Transition metal dichalcogenides are layered compounds, commonly written as MX2, in which a transition metal such as molybdenum, tungsten, titanium, or niobium is bonded to chalcogen atoms such as sulfur, selenium, or tellurium. Materials such as MoS2, WS2, MoSe2, and WSe2 are central examples. As two-dimensional materials, transition metal dichalcogenides can be studied as bulk crystals, few-layer flakes, monolayers, alloys, heterostructures, and patterned device materials with properties controlled by thickness, phase, strain, defects, and interfaces.
These materials matter because their electronic and optical behavior can change dramatically as they approach the monolayer limit. Many semiconducting TMDs show strong light-matter interaction, sizable band gaps, valley physics, excitons, and compatibility with flexible or atomically thin device architectures. They are investigated for transistors, photodetectors, light emitters, sensors, catalysis, spintronics, quantum emitters, and optoelectronics. Metallic and phase-engineered TMDs are also important for contacts, energy devices, and electrocatalysis.

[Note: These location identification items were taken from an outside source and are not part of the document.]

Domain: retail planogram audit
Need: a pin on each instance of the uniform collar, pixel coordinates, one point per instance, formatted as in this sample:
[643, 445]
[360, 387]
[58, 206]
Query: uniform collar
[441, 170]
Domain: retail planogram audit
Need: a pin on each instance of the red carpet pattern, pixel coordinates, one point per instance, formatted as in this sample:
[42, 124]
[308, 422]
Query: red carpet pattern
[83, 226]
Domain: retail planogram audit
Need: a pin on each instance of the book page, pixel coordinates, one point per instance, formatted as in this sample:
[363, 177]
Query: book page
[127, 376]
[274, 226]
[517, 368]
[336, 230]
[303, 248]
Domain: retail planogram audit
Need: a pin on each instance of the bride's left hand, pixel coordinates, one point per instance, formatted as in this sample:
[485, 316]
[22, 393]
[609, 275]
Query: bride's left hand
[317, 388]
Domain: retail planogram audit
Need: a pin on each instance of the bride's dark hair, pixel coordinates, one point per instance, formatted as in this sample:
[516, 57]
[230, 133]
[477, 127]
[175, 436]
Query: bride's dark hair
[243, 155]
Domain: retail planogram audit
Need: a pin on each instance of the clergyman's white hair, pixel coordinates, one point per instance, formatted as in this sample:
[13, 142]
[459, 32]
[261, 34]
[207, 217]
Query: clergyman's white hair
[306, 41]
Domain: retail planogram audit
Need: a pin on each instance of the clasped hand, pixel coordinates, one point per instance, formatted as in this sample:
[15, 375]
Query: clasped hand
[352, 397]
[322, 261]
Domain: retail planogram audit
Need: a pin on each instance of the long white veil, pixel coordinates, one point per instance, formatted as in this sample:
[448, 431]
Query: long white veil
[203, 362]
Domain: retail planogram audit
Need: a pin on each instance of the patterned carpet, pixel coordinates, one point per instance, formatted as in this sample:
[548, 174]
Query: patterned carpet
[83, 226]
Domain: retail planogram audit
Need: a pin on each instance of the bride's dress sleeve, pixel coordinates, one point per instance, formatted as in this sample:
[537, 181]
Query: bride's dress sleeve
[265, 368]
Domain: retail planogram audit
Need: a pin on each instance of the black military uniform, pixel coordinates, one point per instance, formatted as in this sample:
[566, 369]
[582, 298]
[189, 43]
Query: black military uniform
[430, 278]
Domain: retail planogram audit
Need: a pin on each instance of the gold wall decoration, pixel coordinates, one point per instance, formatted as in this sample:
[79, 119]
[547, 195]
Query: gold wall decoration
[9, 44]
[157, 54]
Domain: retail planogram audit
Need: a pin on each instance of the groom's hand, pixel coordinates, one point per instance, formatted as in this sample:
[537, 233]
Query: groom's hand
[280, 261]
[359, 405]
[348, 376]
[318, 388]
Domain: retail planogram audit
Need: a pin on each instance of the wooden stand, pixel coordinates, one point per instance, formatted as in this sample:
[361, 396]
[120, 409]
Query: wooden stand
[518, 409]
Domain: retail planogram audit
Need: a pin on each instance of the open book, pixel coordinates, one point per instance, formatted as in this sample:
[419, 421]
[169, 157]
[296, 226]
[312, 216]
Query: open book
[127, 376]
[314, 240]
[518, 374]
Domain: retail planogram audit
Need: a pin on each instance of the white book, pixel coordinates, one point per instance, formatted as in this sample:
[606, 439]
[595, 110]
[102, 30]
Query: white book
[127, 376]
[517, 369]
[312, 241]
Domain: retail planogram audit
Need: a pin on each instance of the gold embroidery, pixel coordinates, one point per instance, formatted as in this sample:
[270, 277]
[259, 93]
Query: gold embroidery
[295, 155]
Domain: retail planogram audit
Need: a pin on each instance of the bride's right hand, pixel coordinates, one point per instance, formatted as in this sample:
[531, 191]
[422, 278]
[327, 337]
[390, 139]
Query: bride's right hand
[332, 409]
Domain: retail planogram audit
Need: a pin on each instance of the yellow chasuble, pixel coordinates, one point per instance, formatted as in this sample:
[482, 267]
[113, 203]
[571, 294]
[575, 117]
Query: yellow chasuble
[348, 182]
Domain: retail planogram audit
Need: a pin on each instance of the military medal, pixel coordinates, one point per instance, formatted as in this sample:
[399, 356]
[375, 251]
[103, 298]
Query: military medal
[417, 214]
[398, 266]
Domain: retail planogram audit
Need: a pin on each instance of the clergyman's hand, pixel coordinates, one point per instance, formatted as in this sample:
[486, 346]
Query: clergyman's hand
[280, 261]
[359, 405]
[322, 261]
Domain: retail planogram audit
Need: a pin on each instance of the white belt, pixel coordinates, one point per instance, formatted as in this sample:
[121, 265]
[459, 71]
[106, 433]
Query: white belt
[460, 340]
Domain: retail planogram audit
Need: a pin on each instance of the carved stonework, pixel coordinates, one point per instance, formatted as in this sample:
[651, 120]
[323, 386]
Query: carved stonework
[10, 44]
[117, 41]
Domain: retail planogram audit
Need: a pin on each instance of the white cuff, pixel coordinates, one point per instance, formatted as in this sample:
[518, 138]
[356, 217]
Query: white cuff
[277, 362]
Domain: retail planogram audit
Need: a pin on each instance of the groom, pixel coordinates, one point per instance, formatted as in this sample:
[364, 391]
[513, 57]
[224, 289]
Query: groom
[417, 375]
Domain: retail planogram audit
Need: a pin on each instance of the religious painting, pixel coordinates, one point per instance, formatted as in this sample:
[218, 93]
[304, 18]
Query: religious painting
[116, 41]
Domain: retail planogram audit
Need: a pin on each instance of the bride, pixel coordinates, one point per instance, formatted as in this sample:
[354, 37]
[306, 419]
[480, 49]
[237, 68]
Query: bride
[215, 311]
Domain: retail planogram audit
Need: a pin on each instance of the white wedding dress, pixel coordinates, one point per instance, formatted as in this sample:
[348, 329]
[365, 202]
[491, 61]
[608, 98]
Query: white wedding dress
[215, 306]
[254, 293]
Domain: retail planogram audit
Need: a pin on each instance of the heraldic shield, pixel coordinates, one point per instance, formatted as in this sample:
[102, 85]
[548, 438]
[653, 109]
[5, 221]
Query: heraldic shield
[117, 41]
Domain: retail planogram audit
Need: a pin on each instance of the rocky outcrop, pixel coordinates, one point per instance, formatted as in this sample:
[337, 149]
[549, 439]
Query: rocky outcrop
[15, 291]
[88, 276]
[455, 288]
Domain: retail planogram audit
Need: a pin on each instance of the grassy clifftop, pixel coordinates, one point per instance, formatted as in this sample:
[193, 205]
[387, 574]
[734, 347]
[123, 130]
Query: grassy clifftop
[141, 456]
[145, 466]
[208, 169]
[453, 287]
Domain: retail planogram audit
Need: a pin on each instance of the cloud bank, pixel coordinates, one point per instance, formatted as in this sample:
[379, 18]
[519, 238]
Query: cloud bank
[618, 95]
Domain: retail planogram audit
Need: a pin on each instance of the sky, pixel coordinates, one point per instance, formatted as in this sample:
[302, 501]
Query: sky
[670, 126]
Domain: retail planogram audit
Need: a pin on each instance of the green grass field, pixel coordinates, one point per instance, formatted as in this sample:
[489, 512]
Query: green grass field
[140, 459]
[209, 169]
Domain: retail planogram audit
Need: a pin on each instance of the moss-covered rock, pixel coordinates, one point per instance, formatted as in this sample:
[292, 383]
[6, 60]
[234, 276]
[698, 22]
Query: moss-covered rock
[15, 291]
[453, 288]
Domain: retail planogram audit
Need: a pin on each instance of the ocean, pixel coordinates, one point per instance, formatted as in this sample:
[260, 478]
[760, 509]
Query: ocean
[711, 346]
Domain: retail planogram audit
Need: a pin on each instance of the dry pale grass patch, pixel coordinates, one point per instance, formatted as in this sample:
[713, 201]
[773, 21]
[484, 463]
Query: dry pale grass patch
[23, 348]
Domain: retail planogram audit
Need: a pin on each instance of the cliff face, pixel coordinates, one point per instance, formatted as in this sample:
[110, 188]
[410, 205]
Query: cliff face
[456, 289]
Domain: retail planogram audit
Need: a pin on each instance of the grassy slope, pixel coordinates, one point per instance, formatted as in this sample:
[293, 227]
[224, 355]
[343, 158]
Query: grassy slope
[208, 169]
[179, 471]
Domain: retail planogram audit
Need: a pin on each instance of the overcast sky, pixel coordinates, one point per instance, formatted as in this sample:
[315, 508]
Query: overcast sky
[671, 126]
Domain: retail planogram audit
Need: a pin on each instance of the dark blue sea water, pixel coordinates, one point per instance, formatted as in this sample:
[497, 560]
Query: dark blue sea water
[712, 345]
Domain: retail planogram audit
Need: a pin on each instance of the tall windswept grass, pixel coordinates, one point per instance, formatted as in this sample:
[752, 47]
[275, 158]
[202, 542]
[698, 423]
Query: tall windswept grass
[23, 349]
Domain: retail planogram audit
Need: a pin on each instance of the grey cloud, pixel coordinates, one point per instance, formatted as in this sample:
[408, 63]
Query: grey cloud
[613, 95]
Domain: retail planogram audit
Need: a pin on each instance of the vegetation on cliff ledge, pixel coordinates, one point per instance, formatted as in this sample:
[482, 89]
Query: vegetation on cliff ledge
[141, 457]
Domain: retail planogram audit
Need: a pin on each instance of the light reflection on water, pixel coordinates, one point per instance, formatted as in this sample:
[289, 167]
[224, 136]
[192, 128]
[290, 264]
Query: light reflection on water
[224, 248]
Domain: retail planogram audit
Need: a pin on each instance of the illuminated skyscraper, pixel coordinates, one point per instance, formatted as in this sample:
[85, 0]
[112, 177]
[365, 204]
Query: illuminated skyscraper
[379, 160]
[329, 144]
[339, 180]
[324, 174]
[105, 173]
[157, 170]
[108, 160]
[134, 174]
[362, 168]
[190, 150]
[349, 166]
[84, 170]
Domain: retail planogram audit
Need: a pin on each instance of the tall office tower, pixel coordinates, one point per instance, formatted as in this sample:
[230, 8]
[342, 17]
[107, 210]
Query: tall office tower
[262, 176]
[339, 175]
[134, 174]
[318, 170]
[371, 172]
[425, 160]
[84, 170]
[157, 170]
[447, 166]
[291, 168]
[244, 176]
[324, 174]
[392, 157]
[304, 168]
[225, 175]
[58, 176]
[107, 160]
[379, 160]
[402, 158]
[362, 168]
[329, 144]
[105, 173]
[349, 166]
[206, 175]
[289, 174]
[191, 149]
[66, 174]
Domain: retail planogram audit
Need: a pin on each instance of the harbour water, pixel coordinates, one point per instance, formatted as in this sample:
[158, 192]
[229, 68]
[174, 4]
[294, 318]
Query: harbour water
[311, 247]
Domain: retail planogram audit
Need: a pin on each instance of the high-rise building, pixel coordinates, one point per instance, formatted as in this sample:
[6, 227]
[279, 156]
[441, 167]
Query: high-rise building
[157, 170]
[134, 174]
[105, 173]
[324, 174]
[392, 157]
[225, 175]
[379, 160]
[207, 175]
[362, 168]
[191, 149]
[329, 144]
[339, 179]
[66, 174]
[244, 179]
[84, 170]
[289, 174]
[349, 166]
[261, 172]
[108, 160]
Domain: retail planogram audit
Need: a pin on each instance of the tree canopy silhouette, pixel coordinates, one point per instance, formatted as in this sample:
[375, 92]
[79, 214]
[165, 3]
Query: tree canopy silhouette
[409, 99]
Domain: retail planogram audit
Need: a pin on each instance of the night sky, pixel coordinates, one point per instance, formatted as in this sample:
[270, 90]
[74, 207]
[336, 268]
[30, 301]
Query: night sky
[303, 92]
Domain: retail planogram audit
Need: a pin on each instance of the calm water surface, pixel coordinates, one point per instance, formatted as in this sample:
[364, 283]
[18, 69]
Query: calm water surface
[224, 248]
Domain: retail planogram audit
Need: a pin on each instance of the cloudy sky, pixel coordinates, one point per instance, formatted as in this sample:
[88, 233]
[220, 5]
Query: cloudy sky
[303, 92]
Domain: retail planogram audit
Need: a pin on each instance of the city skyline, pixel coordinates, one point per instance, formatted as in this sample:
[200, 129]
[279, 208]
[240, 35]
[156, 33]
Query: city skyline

Conference sessions on transition metal dichalcogenides appear in programs on nanotechnology, condensed-matter physics, photonics, energy, and van der Waals materials. Work is often organized around synthesis, chemical vapor deposition, spectroscopy, heterostructures, device physics, and applications. Tracking TMD events helps researchers follow one of the most active areas in layered semiconductors and atomically thin electronics.